Data Centers

Starting from OrientDB Enterprise Edition v2.2.4, you can define how your servers are deployed in multiple Data Centers.

Studio-Data-Centers

All you need is using the tag "dataCenters" in your default-distributed-config.json configuration file. This is the format:

  "dataCenters": {
    "<data-center1-name>": {
      "writeQuorum": "<data-center1-quorum>",
      "servers": [ "<data-center1-server1>", "<data-center1-server2>", "<data-center1-serverN>" ]
    },
    "<data-center2-name>": {
      "writeQuorum": "<data-center2-quorum>",
      "servers": [ "<data-center2-server1>", "<data-center2-server2>", "<data-center2-serverN>" ]
    },
  },

NOTE: This feature is available only in the OrientDB Enterprise Edition. If you are interested in a commercial license look at OrientDB Subscription Packages.

Example:

  "dataCenters": {
    "usa": {
      "writeQuorum": "majority",
      "servers": [ "<austin>", "<paloalto>", "<newyork>" ]
    },
    "europe": {
      "writeQuorum": "majority",
      "servers": [ "<rome>", "<dublin>", "<london>" ]
    },
    "asia": {
      "writeQuorum": "majority",
      "servers": [ "<tokio>", "<singapore>", "<hongkong>" ]
    }
  },

DC

Write Quorum

The most common reason why defining data centers is a good idea is the possibility of defining the consistency at data center level. A typical scenario is having a synchronous replication between the servers in the same data center where the coordinator server is located and then propagate changes to the other data centers in asynchronous way. In this way you can avoid the cost of the latency of the replication to the servers located on different data centers. In order to activate this mode, set the global "writeQuorum": "localDataCenter" and then specify a writeQuorum per data center.
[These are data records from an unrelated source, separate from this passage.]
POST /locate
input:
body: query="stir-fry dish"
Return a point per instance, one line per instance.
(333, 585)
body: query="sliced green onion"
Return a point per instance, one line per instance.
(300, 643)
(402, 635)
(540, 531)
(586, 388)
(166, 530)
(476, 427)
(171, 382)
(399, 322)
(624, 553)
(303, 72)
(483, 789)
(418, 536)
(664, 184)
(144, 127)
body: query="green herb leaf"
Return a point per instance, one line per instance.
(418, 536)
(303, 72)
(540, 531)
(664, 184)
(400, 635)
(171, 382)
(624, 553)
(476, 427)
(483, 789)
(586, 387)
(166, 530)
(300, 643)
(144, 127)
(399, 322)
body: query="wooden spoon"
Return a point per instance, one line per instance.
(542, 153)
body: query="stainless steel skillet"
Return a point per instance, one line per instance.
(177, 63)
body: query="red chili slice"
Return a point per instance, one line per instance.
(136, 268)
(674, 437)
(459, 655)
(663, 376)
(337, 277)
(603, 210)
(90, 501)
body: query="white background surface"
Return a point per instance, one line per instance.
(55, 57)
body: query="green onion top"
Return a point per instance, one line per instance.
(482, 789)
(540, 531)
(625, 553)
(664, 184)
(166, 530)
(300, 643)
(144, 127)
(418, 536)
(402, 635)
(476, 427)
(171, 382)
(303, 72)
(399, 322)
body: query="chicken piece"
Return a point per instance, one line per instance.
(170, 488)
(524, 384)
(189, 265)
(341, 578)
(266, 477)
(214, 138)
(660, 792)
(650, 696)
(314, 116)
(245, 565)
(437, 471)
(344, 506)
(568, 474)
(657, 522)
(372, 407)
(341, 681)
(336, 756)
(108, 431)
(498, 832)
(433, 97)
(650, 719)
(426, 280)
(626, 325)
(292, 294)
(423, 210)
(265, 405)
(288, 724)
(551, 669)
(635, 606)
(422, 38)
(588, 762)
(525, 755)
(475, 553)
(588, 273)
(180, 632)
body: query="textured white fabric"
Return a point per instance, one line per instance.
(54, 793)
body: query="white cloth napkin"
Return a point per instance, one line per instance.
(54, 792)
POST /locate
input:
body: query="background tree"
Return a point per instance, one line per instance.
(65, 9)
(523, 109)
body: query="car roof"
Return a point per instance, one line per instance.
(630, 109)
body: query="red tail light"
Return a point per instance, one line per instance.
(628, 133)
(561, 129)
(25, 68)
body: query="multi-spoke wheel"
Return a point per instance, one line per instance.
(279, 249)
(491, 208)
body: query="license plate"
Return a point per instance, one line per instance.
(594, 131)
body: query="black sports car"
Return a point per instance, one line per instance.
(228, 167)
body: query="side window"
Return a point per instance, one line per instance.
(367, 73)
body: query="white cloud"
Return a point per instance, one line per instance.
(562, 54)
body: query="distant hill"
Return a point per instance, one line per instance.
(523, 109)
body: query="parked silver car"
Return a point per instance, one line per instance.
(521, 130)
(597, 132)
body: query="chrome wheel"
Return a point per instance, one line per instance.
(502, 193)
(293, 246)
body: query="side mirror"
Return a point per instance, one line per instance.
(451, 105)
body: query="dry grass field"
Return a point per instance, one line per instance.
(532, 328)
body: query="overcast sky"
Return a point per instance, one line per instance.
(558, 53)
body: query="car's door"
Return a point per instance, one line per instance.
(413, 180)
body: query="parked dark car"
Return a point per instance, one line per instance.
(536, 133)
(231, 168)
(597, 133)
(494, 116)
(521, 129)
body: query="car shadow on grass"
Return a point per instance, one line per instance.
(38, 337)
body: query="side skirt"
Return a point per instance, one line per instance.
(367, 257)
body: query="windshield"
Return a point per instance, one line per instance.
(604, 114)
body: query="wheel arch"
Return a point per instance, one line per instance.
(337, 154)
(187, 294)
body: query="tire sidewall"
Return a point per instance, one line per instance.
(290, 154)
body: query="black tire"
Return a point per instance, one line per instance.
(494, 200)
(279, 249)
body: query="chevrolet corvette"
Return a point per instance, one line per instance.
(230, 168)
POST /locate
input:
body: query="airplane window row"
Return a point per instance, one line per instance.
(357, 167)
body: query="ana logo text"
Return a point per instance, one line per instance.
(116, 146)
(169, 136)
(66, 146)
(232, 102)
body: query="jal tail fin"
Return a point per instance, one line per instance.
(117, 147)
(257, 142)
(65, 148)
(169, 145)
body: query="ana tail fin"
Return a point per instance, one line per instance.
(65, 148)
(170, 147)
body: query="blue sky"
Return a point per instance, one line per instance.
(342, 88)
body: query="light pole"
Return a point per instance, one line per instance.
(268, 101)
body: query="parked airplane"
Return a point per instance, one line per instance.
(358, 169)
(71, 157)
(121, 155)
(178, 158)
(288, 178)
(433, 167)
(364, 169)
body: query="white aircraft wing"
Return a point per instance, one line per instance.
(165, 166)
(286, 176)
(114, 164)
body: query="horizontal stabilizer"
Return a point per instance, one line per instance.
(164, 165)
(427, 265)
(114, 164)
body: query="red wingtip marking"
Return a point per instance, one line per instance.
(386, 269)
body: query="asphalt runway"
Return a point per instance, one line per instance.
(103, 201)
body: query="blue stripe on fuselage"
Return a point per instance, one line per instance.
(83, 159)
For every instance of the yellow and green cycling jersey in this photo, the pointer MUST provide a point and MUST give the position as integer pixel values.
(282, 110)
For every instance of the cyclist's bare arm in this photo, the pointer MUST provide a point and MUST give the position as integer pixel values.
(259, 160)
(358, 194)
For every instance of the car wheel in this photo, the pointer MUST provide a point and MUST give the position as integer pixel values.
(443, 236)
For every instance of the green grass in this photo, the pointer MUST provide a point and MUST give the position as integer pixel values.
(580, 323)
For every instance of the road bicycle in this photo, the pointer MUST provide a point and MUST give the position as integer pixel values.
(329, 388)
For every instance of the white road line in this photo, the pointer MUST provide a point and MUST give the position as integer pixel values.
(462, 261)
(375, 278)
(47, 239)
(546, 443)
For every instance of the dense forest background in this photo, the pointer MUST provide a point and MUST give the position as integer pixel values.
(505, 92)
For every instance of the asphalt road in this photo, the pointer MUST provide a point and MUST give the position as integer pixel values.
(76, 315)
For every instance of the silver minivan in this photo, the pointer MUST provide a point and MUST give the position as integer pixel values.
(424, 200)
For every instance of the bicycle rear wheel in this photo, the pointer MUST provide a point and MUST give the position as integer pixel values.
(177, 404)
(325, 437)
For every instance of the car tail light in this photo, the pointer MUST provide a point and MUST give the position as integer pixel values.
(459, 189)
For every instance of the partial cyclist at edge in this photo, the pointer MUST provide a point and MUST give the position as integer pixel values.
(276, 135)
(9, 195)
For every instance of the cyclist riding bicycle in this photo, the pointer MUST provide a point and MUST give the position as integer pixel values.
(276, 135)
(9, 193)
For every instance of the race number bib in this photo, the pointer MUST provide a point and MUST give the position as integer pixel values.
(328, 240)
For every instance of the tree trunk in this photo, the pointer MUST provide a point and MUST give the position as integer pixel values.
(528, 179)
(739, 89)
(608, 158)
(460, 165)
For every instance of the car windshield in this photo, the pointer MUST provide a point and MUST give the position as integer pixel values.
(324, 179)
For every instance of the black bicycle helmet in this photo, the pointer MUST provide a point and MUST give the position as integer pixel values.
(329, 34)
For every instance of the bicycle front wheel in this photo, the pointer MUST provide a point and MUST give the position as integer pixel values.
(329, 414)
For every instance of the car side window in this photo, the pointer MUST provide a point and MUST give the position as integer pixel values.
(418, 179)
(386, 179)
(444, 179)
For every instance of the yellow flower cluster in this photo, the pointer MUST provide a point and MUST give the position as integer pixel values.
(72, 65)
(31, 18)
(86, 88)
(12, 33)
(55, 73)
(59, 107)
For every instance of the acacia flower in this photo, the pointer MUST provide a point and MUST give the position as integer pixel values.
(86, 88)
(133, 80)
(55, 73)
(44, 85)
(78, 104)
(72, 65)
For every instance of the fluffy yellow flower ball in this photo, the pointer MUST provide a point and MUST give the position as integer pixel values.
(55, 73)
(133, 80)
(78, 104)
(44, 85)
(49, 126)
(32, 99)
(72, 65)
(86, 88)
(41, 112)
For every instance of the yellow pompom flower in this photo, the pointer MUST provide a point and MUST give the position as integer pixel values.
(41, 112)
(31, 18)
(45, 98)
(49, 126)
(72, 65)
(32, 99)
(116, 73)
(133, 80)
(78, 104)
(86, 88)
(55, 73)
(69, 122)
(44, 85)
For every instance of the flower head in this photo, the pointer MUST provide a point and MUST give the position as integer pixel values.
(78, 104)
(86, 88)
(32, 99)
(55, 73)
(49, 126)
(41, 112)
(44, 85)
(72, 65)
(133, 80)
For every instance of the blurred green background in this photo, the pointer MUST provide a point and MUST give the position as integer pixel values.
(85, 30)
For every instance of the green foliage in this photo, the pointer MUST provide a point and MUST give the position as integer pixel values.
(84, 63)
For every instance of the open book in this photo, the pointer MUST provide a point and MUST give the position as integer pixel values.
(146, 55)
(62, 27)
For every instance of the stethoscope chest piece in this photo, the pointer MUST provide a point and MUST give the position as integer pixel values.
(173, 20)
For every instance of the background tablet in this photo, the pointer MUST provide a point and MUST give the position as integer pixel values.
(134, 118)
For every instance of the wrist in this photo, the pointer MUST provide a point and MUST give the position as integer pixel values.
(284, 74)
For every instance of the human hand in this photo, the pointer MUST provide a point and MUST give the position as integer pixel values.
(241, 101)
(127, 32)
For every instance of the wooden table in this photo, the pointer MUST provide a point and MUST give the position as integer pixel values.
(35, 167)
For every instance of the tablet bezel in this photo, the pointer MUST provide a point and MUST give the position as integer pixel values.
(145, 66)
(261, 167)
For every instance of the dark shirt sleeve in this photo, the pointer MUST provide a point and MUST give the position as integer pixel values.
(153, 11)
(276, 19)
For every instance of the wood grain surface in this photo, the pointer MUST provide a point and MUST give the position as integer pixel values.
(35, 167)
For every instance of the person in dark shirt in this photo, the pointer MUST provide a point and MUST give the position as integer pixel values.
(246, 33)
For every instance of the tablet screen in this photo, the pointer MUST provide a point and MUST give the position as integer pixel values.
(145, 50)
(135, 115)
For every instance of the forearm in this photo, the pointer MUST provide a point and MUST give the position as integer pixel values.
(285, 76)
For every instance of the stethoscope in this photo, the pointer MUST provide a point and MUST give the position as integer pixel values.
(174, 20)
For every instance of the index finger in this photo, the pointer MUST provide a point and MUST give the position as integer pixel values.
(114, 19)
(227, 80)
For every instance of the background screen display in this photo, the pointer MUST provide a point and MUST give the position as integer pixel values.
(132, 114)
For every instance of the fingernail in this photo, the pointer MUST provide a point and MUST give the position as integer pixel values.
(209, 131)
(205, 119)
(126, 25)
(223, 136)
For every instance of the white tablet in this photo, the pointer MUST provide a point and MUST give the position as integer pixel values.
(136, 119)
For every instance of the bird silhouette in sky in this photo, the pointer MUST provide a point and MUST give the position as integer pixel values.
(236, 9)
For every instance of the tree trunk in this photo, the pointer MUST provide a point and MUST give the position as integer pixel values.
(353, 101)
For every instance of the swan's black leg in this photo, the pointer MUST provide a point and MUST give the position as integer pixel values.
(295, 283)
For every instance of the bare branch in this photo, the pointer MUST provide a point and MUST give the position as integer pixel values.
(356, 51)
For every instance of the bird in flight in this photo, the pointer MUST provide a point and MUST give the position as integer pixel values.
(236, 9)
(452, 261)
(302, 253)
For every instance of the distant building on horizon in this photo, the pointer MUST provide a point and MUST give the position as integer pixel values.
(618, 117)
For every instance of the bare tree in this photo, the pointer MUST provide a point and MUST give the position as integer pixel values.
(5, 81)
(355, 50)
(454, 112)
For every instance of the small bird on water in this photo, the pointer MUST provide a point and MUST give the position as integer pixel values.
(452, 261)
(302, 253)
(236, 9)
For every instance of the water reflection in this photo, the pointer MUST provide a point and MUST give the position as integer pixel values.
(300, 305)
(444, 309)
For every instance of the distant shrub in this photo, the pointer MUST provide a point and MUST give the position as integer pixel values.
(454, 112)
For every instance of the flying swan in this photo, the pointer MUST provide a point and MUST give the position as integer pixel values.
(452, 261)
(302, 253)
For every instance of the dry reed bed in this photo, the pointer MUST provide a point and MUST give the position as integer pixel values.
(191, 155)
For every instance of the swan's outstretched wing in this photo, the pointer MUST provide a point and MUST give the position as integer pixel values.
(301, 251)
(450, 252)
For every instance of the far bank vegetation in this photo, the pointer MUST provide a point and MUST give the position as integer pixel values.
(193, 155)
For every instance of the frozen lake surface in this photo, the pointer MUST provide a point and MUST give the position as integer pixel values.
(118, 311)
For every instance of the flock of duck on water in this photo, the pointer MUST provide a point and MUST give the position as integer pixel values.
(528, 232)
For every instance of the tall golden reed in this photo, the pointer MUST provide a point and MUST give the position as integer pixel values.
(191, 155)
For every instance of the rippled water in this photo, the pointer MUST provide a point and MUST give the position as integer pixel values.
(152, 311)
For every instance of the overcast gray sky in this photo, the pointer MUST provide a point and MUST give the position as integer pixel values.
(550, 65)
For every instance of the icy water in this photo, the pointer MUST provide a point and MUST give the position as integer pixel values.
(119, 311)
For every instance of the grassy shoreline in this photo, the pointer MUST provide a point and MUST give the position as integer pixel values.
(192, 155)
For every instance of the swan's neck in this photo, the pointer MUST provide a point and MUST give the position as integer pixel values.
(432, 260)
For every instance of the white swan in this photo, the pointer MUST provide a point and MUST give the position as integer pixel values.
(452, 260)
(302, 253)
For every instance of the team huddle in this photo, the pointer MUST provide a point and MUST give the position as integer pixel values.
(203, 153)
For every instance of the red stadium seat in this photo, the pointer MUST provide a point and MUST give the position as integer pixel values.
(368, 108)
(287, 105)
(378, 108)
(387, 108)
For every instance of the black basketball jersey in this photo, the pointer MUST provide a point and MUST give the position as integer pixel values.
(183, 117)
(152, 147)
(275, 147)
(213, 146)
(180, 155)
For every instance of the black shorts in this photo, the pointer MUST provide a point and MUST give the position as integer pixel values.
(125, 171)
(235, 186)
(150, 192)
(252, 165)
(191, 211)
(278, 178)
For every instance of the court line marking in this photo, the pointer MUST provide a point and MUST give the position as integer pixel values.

For example, if a write operation is executed by a server where its data center's write quorum setting is majority, then the used quorum will be majority between only the servers located in the same data center.

Example about the configuration of 2 data centers, "rome" and "austin", with rispectively 3 and 2 servers.

{
  "autoDeploy": true,
  "readQuorum": 1,
  "writeQuorum": "localDataCenter",
  "readYourWrites": true,
  "dataCenters": {
    "rome": {
      "writeQuorum": "majority",
      "servers": [ "europe-0", "europe-1", "europe-2" ]
    },
    "austin": {
      "writeQuorum": "majority",
      "servers": [ "usa-0", "usa-1" ]
    }
  },
  "servers": { "*": "master" },
  "clusters": {
    "internal": {},
    "*": { "servers": [ "<NEW_NODE>" ] }
  }
}

If a write operation is executed on the server "europe-0", the quorum used will be majority, but only between the servers locates in the same data center: namely "europe-0" (the coordinator), "europe-1" and "europe-2". Since the coordinator writes in the database before to distribute the operation, the write operation succeed as soon as at least one between the "europe-1" and "europe-2" servers provide the same result as with "europe-0". The rest of the replication will be executed in background in asycnhronous way.

Consistency

Since multiple data centers can have a local quorum, it is possible having an Eventual Consistency between them. It's always suggested to keep the number of servers odd, so you can, eventually, always be consistent. Example of 2 data centers with equal number of servers:

  "dataCenters": {
    "rome": {
      "writeQuorum": "all",
      "servers": [ "europe-0", "europe-1", "europe-2" ]
    },
    "austin": {
      "writeQuorum": "all",
      "servers": [ "usa-0", "usa-1", "usa-2" ]
    }

In this case if an UPDATE operation is executed by the server "usa-0" (the coordinator), it will reach the quorum only if all the servers in the "austin" data center provide the same result. Let's say the result for all these 2 servers was 5 (in the UPDATE operation the result is the updated version of the record). But what happens if all the other 3 servers in "rome" return the version 6? You have no majority in this case (3 against 3), so the coordinator cannot establish who is the winner. The database become inconsistent.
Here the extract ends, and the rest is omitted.